IMF has a serious warning for flood-hit Pakistan

The report said that risks to the outlook and programme implementation remain high and tilted to the downside given the very complex domestic and external environment….reports Asian Lite News

As Pakistan’s inflation, which just hit a 47-year-high in August at over 27 per cent, is on an upward curve, the International Monetary Fund (IMF) has warned against protests and instability in the country.

“High food and fuel prices could prompt social protest and instability,” The News quoted the IMF as saying in an executive summary of the seventh and eighth reviews, released under the Extended Fund Facility (EFF).

The report said that risks to the outlook and programme implementation remain high and tilted to the downside given the very complex domestic and external environment.

It said that the spillovers from the war in Ukraine through high food and fuel prices, and tighter global financial conditions will continue to weigh on Pakistan’s economy, pressuring the exchange rate and external stability, The News reported.

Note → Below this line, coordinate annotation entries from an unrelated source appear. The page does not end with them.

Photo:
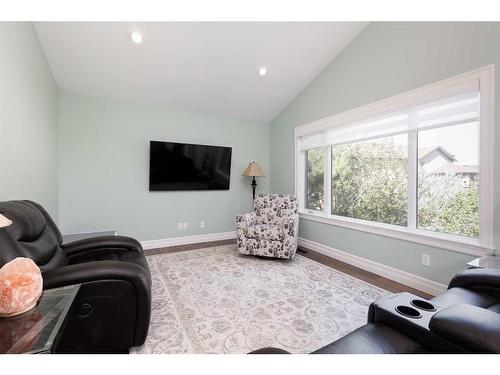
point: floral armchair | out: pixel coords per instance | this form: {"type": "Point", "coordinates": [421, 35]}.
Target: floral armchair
{"type": "Point", "coordinates": [271, 229]}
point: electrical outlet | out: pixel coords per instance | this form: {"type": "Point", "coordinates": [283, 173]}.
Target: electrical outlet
{"type": "Point", "coordinates": [426, 260]}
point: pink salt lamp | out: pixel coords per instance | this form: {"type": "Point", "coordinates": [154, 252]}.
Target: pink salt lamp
{"type": "Point", "coordinates": [20, 286]}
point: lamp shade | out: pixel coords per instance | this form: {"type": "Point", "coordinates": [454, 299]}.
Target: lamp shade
{"type": "Point", "coordinates": [4, 222]}
{"type": "Point", "coordinates": [253, 170]}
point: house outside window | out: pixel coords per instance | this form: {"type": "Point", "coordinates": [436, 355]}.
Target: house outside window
{"type": "Point", "coordinates": [417, 166]}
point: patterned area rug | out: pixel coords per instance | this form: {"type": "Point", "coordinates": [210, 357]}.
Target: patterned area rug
{"type": "Point", "coordinates": [214, 300]}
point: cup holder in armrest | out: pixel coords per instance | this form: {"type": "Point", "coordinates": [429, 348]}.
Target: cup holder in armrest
{"type": "Point", "coordinates": [408, 311]}
{"type": "Point", "coordinates": [423, 305]}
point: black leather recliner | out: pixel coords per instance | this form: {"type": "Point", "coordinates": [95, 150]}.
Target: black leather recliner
{"type": "Point", "coordinates": [112, 309]}
{"type": "Point", "coordinates": [468, 322]}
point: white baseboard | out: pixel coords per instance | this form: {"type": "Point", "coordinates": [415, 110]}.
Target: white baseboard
{"type": "Point", "coordinates": [414, 281]}
{"type": "Point", "coordinates": [186, 240]}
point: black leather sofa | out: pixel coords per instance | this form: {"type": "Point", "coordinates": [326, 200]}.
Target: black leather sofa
{"type": "Point", "coordinates": [467, 321]}
{"type": "Point", "coordinates": [112, 309]}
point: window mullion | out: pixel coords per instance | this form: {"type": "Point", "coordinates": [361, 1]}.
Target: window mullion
{"type": "Point", "coordinates": [412, 172]}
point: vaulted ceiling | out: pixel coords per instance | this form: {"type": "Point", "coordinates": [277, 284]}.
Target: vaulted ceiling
{"type": "Point", "coordinates": [209, 67]}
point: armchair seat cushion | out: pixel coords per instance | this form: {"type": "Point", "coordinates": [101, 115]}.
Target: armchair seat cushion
{"type": "Point", "coordinates": [266, 232]}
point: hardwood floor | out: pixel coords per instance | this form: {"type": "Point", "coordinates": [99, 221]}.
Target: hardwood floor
{"type": "Point", "coordinates": [359, 273]}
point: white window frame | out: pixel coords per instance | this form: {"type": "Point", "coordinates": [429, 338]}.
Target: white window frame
{"type": "Point", "coordinates": [469, 246]}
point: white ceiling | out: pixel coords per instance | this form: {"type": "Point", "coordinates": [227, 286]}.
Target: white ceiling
{"type": "Point", "coordinates": [208, 67]}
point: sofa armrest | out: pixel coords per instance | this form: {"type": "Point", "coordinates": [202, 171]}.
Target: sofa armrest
{"type": "Point", "coordinates": [486, 279]}
{"type": "Point", "coordinates": [97, 246]}
{"type": "Point", "coordinates": [470, 327]}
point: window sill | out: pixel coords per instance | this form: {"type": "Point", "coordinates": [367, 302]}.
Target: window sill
{"type": "Point", "coordinates": [448, 242]}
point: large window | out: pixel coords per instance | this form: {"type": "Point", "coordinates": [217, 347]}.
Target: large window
{"type": "Point", "coordinates": [416, 166]}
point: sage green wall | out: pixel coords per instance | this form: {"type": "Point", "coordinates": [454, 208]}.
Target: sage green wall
{"type": "Point", "coordinates": [387, 59]}
{"type": "Point", "coordinates": [28, 119]}
{"type": "Point", "coordinates": [104, 167]}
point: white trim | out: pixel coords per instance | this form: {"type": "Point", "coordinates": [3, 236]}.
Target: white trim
{"type": "Point", "coordinates": [448, 242]}
{"type": "Point", "coordinates": [187, 240]}
{"type": "Point", "coordinates": [411, 280]}
{"type": "Point", "coordinates": [393, 103]}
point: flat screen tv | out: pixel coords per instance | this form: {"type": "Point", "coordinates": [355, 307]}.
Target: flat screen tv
{"type": "Point", "coordinates": [182, 166]}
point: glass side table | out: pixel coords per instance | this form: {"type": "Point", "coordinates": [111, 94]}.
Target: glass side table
{"type": "Point", "coordinates": [36, 331]}
{"type": "Point", "coordinates": [487, 261]}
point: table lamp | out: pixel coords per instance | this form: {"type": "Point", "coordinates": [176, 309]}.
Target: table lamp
{"type": "Point", "coordinates": [253, 170]}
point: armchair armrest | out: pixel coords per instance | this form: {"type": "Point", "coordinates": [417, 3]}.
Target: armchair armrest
{"type": "Point", "coordinates": [470, 327]}
{"type": "Point", "coordinates": [94, 271]}
{"type": "Point", "coordinates": [101, 245]}
{"type": "Point", "coordinates": [487, 280]}
{"type": "Point", "coordinates": [291, 233]}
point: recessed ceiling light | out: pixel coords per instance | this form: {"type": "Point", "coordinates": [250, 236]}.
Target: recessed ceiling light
{"type": "Point", "coordinates": [136, 37]}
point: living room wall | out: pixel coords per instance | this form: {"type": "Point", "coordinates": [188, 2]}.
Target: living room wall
{"type": "Point", "coordinates": [28, 119]}
{"type": "Point", "coordinates": [104, 169]}
{"type": "Point", "coordinates": [387, 59]}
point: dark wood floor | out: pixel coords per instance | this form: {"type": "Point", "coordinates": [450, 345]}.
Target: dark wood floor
{"type": "Point", "coordinates": [359, 273]}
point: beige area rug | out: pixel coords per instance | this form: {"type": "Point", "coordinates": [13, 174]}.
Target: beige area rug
{"type": "Point", "coordinates": [215, 300]}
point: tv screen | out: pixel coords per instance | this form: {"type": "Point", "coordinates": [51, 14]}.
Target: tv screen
{"type": "Point", "coordinates": [181, 166]}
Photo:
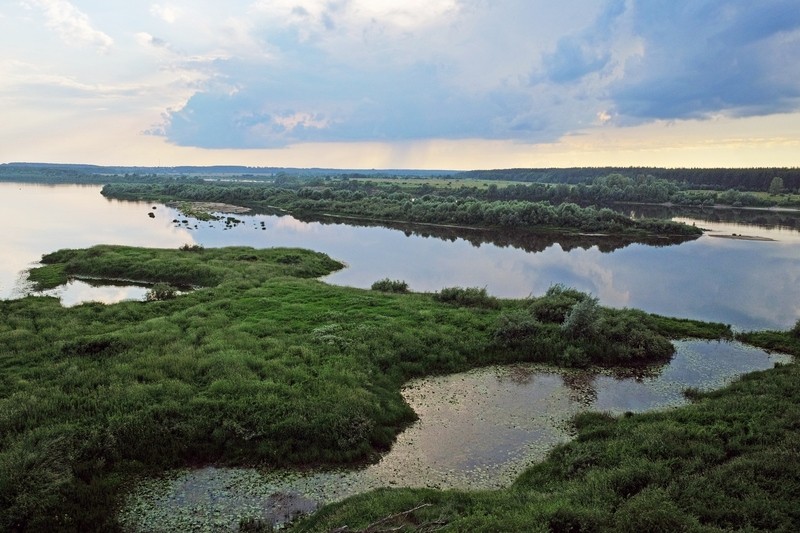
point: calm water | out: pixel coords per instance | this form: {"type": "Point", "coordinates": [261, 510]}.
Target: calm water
{"type": "Point", "coordinates": [477, 430]}
{"type": "Point", "coordinates": [496, 420]}
{"type": "Point", "coordinates": [748, 284]}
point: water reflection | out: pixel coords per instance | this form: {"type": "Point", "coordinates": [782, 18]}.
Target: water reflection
{"type": "Point", "coordinates": [749, 284]}
{"type": "Point", "coordinates": [477, 430]}
{"type": "Point", "coordinates": [106, 291]}
{"type": "Point", "coordinates": [774, 218]}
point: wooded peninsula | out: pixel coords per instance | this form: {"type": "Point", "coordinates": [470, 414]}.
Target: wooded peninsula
{"type": "Point", "coordinates": [241, 356]}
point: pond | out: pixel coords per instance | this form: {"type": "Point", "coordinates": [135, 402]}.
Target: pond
{"type": "Point", "coordinates": [750, 284]}
{"type": "Point", "coordinates": [495, 422]}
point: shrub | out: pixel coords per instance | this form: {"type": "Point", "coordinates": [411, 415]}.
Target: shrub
{"type": "Point", "coordinates": [795, 331]}
{"type": "Point", "coordinates": [556, 303]}
{"type": "Point", "coordinates": [515, 327]}
{"type": "Point", "coordinates": [467, 297]}
{"type": "Point", "coordinates": [161, 291]}
{"type": "Point", "coordinates": [390, 285]}
{"type": "Point", "coordinates": [581, 321]}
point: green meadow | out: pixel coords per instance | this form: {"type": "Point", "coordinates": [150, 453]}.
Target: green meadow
{"type": "Point", "coordinates": [260, 364]}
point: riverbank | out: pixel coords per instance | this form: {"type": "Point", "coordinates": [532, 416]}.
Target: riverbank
{"type": "Point", "coordinates": [264, 365]}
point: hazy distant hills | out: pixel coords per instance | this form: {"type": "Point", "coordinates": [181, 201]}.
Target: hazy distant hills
{"type": "Point", "coordinates": [751, 179]}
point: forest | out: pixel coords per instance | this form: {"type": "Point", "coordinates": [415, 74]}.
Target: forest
{"type": "Point", "coordinates": [386, 202]}
{"type": "Point", "coordinates": [241, 356]}
{"type": "Point", "coordinates": [259, 364]}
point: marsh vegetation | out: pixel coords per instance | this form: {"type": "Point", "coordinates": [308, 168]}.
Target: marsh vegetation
{"type": "Point", "coordinates": [239, 371]}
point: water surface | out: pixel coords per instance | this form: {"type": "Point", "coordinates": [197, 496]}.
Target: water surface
{"type": "Point", "coordinates": [748, 284]}
{"type": "Point", "coordinates": [476, 430]}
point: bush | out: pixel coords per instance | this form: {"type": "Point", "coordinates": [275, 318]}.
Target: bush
{"type": "Point", "coordinates": [795, 331]}
{"type": "Point", "coordinates": [467, 297]}
{"type": "Point", "coordinates": [390, 285]}
{"type": "Point", "coordinates": [161, 291]}
{"type": "Point", "coordinates": [581, 321]}
{"type": "Point", "coordinates": [515, 327]}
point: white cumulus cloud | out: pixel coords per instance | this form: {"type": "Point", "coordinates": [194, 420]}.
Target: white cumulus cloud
{"type": "Point", "coordinates": [72, 25]}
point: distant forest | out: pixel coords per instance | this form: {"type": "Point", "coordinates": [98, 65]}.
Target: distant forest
{"type": "Point", "coordinates": [719, 179]}
{"type": "Point", "coordinates": [745, 179]}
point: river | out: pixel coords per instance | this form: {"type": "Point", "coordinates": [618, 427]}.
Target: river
{"type": "Point", "coordinates": [750, 284]}
{"type": "Point", "coordinates": [497, 420]}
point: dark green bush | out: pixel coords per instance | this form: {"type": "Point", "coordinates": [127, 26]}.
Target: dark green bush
{"type": "Point", "coordinates": [390, 285]}
{"type": "Point", "coordinates": [467, 297]}
{"type": "Point", "coordinates": [556, 303]}
{"type": "Point", "coordinates": [515, 327]}
{"type": "Point", "coordinates": [161, 291]}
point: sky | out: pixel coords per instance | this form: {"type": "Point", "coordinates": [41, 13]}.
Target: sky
{"type": "Point", "coordinates": [424, 84]}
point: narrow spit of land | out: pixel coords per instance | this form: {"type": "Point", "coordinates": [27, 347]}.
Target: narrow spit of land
{"type": "Point", "coordinates": [389, 204]}
{"type": "Point", "coordinates": [262, 364]}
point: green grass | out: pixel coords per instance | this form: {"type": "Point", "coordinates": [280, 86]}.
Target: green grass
{"type": "Point", "coordinates": [262, 364]}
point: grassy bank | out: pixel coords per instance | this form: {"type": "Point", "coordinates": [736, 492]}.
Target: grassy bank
{"type": "Point", "coordinates": [726, 462]}
{"type": "Point", "coordinates": [263, 364]}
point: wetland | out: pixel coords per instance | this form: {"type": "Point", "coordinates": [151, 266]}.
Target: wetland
{"type": "Point", "coordinates": [289, 318]}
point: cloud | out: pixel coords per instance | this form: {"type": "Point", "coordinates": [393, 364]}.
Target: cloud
{"type": "Point", "coordinates": [168, 13]}
{"type": "Point", "coordinates": [358, 70]}
{"type": "Point", "coordinates": [72, 25]}
{"type": "Point", "coordinates": [700, 58]}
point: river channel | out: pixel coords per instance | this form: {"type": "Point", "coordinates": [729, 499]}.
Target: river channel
{"type": "Point", "coordinates": [496, 420]}
{"type": "Point", "coordinates": [722, 277]}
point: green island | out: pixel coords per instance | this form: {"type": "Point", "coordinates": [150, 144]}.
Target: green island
{"type": "Point", "coordinates": [242, 356]}
{"type": "Point", "coordinates": [261, 364]}
{"type": "Point", "coordinates": [465, 206]}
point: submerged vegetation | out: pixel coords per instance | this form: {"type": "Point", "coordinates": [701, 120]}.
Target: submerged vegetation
{"type": "Point", "coordinates": [726, 462]}
{"type": "Point", "coordinates": [264, 365]}
{"type": "Point", "coordinates": [426, 205]}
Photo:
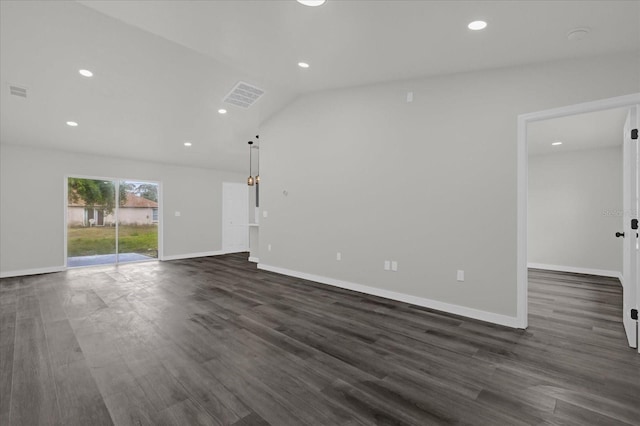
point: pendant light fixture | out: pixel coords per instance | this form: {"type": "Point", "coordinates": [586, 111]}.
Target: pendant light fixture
{"type": "Point", "coordinates": [250, 180]}
{"type": "Point", "coordinates": [258, 171]}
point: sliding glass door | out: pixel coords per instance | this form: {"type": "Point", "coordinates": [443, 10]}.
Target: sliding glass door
{"type": "Point", "coordinates": [138, 219]}
{"type": "Point", "coordinates": [111, 221]}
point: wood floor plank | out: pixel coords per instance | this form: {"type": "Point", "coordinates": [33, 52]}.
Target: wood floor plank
{"type": "Point", "coordinates": [33, 396]}
{"type": "Point", "coordinates": [215, 341]}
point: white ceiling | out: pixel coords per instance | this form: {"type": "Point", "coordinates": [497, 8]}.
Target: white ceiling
{"type": "Point", "coordinates": [594, 130]}
{"type": "Point", "coordinates": [163, 67]}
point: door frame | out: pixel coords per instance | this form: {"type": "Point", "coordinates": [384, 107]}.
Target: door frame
{"type": "Point", "coordinates": [65, 187]}
{"type": "Point", "coordinates": [222, 233]}
{"type": "Point", "coordinates": [522, 297]}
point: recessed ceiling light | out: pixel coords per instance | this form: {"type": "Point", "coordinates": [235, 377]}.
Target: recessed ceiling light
{"type": "Point", "coordinates": [477, 25]}
{"type": "Point", "coordinates": [312, 3]}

The report further said that policy slippages remain a risk, as evident in FY22, amplified by weak capacity and powerful vested interests, with the timing of elections uncertain given the complex political setting.

Apart from the risks of protests, socio-political pressures are expected to remain high and could also weigh on policy and reform implementation, especially given the tenuous political coalition and their slim majority in Parliament, it said.

“All this could affect policy decisions and undermine the program’s fiscal adjustment strategy, jeopardising macro-financial and external stability and debt sustainability,” it said.

Moreover, elevated near-term domestic financing needs may overstretch the financial sector’s absorption capacity and cause market disruption, The News reported.

The IMF said substantial risks stem from higher interest rates, a larger-than-expected growth slowdown, pressures on the exchange rate, renewed policy reversals, weaker medium-term growth, and contingent liabilities related to state-owned enterprises (SOEs).

The report also mentioned that the former government of PTI granted a four-month “relief package” in late February that reversed commitments to fiscal discipline made earlier in the year.

The largely untargeted package reduced petrol and diesel prices (through a generous general subsidy and setting fuel taxes at zero taxation); lowered electricity tariffs by Rs5/kwh for almost all households and commercial consumers; and provided tax exemptions and a tax amnesty.